Thanks ladies. I always appreciate your two cents, job.
Ya know, I always thought H's LL was AOS, but now I am really thinking its WOA. Especially during first 8 weeks post BD#1. It is what really helped. Plenty of compliments, sitting and talking over a glass of wine, etc. Granted, it was still a delicate dance--I could not come across over-pursuey, or needy, and he kept telling me "I don't why you're doing this Melweb. It will not rekindle anything." But it did. (Well for a month and a half anyhow.) I know he is now SEEKING validation and assurances, and looking for me to stroke his ego.

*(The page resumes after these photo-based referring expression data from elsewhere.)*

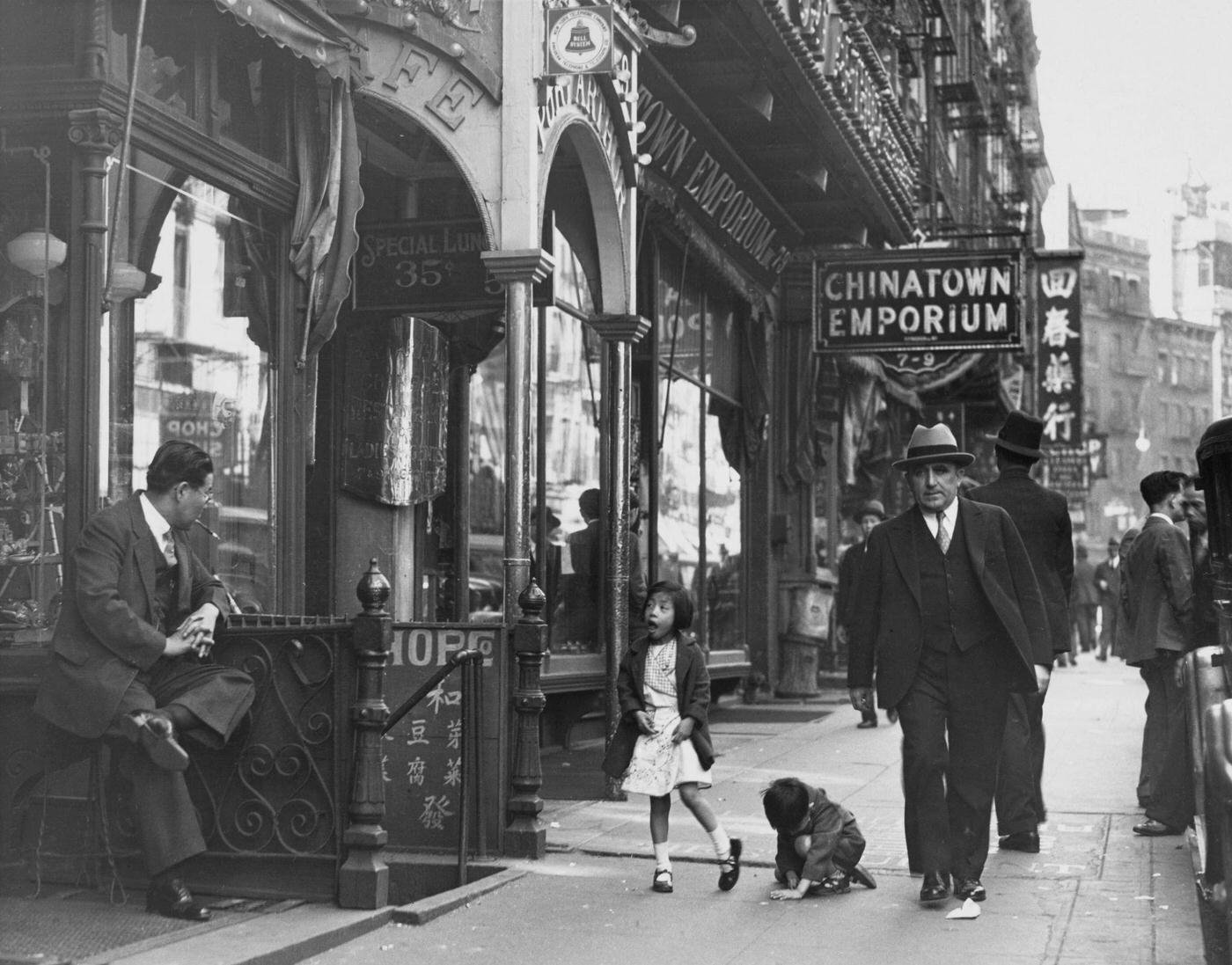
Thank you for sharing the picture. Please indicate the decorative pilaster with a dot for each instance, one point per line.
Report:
(620, 333)
(363, 878)
(525, 836)
(517, 271)
(94, 135)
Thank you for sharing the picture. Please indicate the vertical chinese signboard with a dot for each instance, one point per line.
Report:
(1059, 305)
(1059, 301)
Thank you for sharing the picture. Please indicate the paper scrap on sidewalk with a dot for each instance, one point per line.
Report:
(969, 910)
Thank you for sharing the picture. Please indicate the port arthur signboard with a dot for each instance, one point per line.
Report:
(918, 301)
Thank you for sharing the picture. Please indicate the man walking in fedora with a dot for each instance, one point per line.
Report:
(847, 592)
(950, 622)
(1041, 517)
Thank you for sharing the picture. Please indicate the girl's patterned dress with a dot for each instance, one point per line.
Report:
(658, 764)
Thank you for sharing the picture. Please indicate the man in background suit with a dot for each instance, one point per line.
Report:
(847, 600)
(1157, 602)
(951, 622)
(128, 659)
(1041, 517)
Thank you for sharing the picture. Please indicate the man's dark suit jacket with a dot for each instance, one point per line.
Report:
(1157, 592)
(890, 628)
(1043, 520)
(107, 629)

HE is the one who keeps bring up R talk, and asking how I feel about it, and telling me he loves me first. And of course asking what do I want/ see in him. At one point he told me he was doing me a favor , and in ten years I would thank him. (Ring a bell, Cil?) During that convo, I told him to go have his pity party somewhere else.
Speaking of him saying ILY. Not quite sure if he means it in the real honest-to-goodness way or more of ILYBNILWY way. This has come up too. He will "always love me and care for me and do anything for me, but there is just no passion." That is why I say it in return. Any other suggestions here? I hate to just say "I know."
Ok, now to figure out how to move my cake!! And I mean really move it, not just swirl it around on the plate like I did during after BD#1.
Me 47 H 49 S18 S15 M 21 BD #1 11/09/15 ILYBNILY I believe we are Piecing 1/2/16 Suspect EA/PA? 2/28/16 BD #2 "He tried, but needs passion." 2/28/16 Confirm PA 3/11/16, he's leaving in June H leaves 5/7/16
Hi Melweb - personally, my ears perked up when he asked you: "what do you see in a short, chubby depressed man?" and not: "what do you see in a man who cheated on you?"
Regarding his bruised ego, shouldn't it be so? He's had at least one extramarital affair. Should he feel great about himself? Validation is about acknowledging feelings. You can thank him for kind acts toward you but that's not "validating." That's just thanking someone out of common courtesy. Complimenting and ego stroking are not validating either. Do you believe by doing this you're going to lure him out of his depression?
You seem quite concerned about meeting his various emotional needs (his LL, complimenting, etc.) That is very kind of you. But let me ask you this: how is he doing at meeting your various needs these days?
Me 41, H 47, M 15 yrs, S11, S13 BD 1: 11/4/14 we work on it; really I pretzel myself BD 2: 3/31/15 H goes down to "dorm room" 8/15: H back to MBR 10/15: H back in dorm room 1/18: H files, now divorced
It's time to start a new thread. I believe I've tripped your replies to 102.
Sit quietly, the answers will reveal themselves when you least expect them to. The past is gone, the present is a gift and you need to focus on today, allow the future to reveal itself when it is ready.